»Ein tief bewegender Roman über Trauer und Identität. Gekonnt verwebt Jente Posthuma Tragik und Humor.« Jury International Booker Prize Als Erstes denkt sie immer an ihren Zwillingsbruder: Wenn sie einen neuen Pullover für ihre Sammlung entdeckt. Wenn sie nicht weiß, wie sie ein schlecht laufendes Date elegant beenden kann. Wenn sie Sylvia Plath liest und Virginia Woolf. Oder als sie die einstürzenden Twin Towers in den Fernsehnachrichten sieht. Ihr Zwillingsbruder ist der Mensch, der immer da ist - erst im gemeinsamen Kinderzimmer, dann in der Wohnung auf der anderen Seite des Parks in Amsterdam. Doch plötzlich kommt der Tag, an dem er nicht mehr da ist.
»Auch Virginia Woolf hatte einen Pelzmantel angezogen, wusste ich. Sie füllte die Taschen mit Steinen und ertränkte sich in einem Fluss.
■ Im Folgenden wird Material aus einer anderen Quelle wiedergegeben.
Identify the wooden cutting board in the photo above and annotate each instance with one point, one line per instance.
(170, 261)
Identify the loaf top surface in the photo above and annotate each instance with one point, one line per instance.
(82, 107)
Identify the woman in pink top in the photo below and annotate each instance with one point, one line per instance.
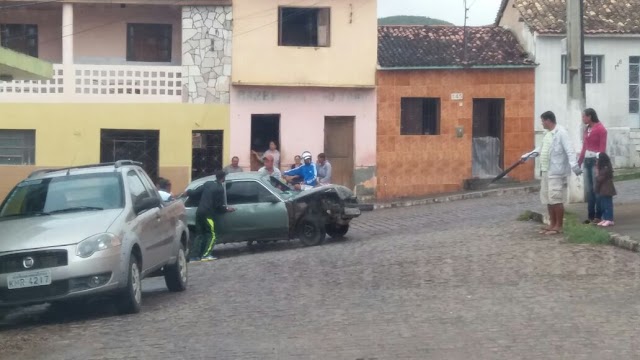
(594, 142)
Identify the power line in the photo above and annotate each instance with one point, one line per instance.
(28, 4)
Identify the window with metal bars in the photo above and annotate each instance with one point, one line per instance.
(634, 84)
(420, 116)
(149, 42)
(22, 38)
(592, 69)
(17, 147)
(304, 26)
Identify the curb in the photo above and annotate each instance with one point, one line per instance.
(457, 197)
(615, 239)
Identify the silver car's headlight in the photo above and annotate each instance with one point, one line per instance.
(95, 243)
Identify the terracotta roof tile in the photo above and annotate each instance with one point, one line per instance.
(600, 16)
(433, 46)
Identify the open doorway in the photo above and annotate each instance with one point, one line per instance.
(264, 129)
(206, 152)
(488, 137)
(339, 146)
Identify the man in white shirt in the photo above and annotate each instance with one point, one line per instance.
(269, 168)
(234, 167)
(557, 160)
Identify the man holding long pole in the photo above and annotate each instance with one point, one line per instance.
(557, 160)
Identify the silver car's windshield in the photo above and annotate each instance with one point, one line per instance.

Wie mein Bruder, aber das wusste ich damals noch nicht.«
Jente Posthuma schreibt in präzisen Miniaturen, voll sanfter Melancholie und überraschendem Humor von einer Trauer, die nicht weichen will und in jeder Faser des Körpers spürbar ist. Und sie erzählt, wie das Ringen um Verständnis die Nähe zum verlorenen Menschen noch vertiefen kann.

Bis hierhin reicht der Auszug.